NRG on Feb. 28 alerted the California Public Utilities Commission that it plans to retire Etiwanda Units 3 and 4 on June 1. The company also notified regulators that it will shut down Ormond Beach Units 1 and 2 on Oct. 1 and the Ellwood Generating Station on Jan. 1, 2019.
The Sierra Club and other groups on March 9 said the closure of the plants is part of a trend in the state toward renewable power and energy storage.
But the proposed retirement of gas plants in California is complicated by broader issues playing out in the state’s wholesale electricity.
While other gas-fired plants in the state have filed notices to retire, they have also been identified as necessary to support system reliability and receive reliability-must-run payments from CAISO to remain online. The RMRs are expensive and controversial, facing strong opposition from the CPUC, which recently replaced a series of Calpine RMRs with solicitations to procure energy storage. (See CPUC Retires Diablo Canyon, Replaces Calpine RMRs.)
When asked whether the NRG plants are slated for RMR contracts, company spokesman David Knox told RTO Insider: “We have filed the paperwork to close them. I do not want to speak for the CAISO or CPUC, but [I] am confident that in response to the filings, they will conduct the reviews to determine if they are needed for reliability beyond those dates.”
With no coal plants remaining in California, natural gas has become an increasing target for environmental and other groups opposed to fossil fuel generation. NRG in October 2017 asked the California Energy Commission to suspend its review of the proposed 262-MW Puente plant in Oxnard after two commissioners issued an “unusual” notice recommending denial of the plant. (See NRG Signals Pull-out on Proposed Puente Plant.)
The developments occur within a larger restructuring of NRG, which has undertaken plans to boost its share price. NRG last month announced that it was selling its NRG Yield, South Central Generating, and Boston Energy Trading and Marketing subsidiaries for nearly $2.9 billion and initiating a $1 billion stock buyback program. (See NRG Selling Renewable, Other Assets for 2.8 Billion and NRG Announces $1 Billion Stock Buyback, $70 Million Sale.) The company last year said it would seek to raise $2.5 billion to $4 billion in cash through asset sales.

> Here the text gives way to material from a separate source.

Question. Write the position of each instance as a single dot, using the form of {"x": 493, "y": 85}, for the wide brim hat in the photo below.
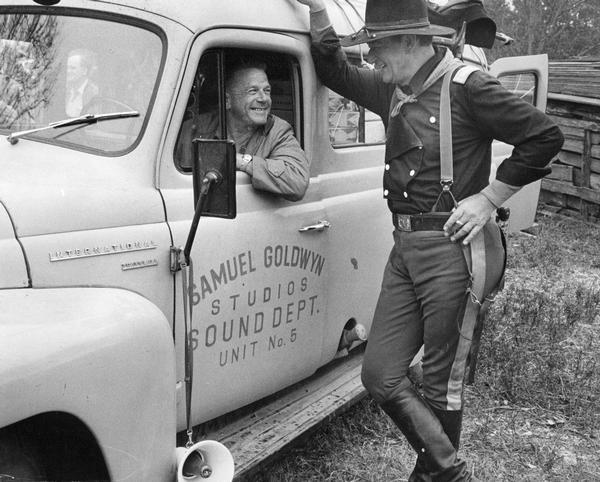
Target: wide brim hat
{"x": 387, "y": 18}
{"x": 481, "y": 29}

Also, on March 15, Calpine requested the California Energy Commission suspend its application for the proposed 275-MW Mission Rock Energy Center, a gas-fired/storage facility in Ventura County. The company said that California policies have been in transition since the plant was proposed on Dec. 31, 2015, and that Southern California Edison’s latest request for offers for reliability support in the Moorpark subarea “does not appear to present an opportunity for Mission Rock Energy Center.”